Psychological and medical comorbidities may complicate treatment. Programs should include assessments of addictive interactive disorders, such as eating disorders, sexual addiction or gambling addiction, which are common in individuals with substance use disorder, as well as other conditions such as depression and personality disorders. Integrated programs that teach well-being strategies, such as meditation, and incorporate psychotherapies, medication-assisted recovery, proper nutrition and exercise tend to produce the best outcomes. All programs should require total abstinence.
The vast majority of physicians with substance use disorders return to work right after treatment, though they may need to make significant changes. Some will change jobs to achieve a better balance between their work, recovery program and family or to reduce stress. A few physicians with advanced disease may delay return for three to six months or a year to prioritize recovery. Some in high-risk specialties, such as anesthesia and ER medicine, may need to retrain to avoid continued easy access to addictive substances and relapses. Physicians rarely fail to return to practice entirely, though that can happen in cases of poor compliance or repeated relapses.

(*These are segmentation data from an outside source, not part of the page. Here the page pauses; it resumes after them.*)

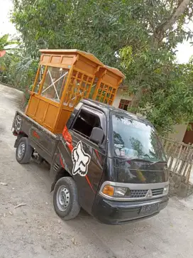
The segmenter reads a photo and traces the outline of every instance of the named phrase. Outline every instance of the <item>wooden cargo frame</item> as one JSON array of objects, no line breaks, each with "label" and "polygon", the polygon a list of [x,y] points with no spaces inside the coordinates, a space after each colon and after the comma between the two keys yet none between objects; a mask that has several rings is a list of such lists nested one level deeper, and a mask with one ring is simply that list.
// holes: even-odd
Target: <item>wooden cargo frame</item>
[{"label": "wooden cargo frame", "polygon": [[[77,50],[40,52],[40,62],[26,112],[28,117],[53,133],[60,134],[82,98],[99,99],[100,102],[113,104],[123,77],[119,70],[106,67],[93,55]],[[59,74],[60,77],[55,75]],[[105,87],[101,93],[103,85]],[[94,94],[90,96],[94,87]]]}]

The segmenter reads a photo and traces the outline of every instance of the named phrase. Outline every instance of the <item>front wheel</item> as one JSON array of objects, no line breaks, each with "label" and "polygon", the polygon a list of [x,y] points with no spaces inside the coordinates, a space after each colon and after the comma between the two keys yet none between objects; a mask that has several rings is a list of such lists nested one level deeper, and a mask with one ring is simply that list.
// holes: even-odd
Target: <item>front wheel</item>
[{"label": "front wheel", "polygon": [[33,152],[33,148],[29,144],[27,137],[22,137],[18,141],[16,149],[16,160],[21,164],[26,164],[30,162]]},{"label": "front wheel", "polygon": [[79,214],[77,188],[71,177],[64,177],[56,183],[53,193],[54,208],[62,220],[71,220]]}]

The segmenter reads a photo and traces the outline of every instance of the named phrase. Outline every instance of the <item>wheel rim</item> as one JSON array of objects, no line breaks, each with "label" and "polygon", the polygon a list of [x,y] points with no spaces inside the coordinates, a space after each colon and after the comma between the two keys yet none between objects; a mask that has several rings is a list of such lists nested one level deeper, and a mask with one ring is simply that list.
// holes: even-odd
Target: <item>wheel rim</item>
[{"label": "wheel rim", "polygon": [[25,144],[23,142],[21,142],[18,148],[18,158],[22,158],[24,153],[25,153],[25,149],[26,149],[26,146],[25,146]]},{"label": "wheel rim", "polygon": [[67,210],[70,203],[70,192],[65,186],[59,187],[56,195],[57,205],[60,210]]}]

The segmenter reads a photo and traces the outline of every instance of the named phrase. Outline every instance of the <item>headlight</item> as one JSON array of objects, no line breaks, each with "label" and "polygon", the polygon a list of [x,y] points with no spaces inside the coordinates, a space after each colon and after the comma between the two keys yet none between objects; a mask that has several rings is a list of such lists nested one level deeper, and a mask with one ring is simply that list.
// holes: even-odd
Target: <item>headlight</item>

A physician in recovery needs support in the workplace. Organizations may need some guidance to ensure legal or human resource policies do not sabotage successful reentry to the workplace or ongoing recovery. They also may require assistance to establish procedures that promote compliance and accountability over the long term, which are in the interest of both the physician and the organization. Multiple studies show that physician participation in such programs for five or more years results in an 80% abstinence rate and reduces malpractice claims by 20%.
Physicians experience very good outcomes if appropriately assessed, treated and monitored, which makes physician-focused programs good for the doctors as well as their families and community. To ensure impaired physicians are identified quickly, receive the treatment they need and safely return to the workplace, we must create a culture of openness, support and accountability within our healthcare organizations.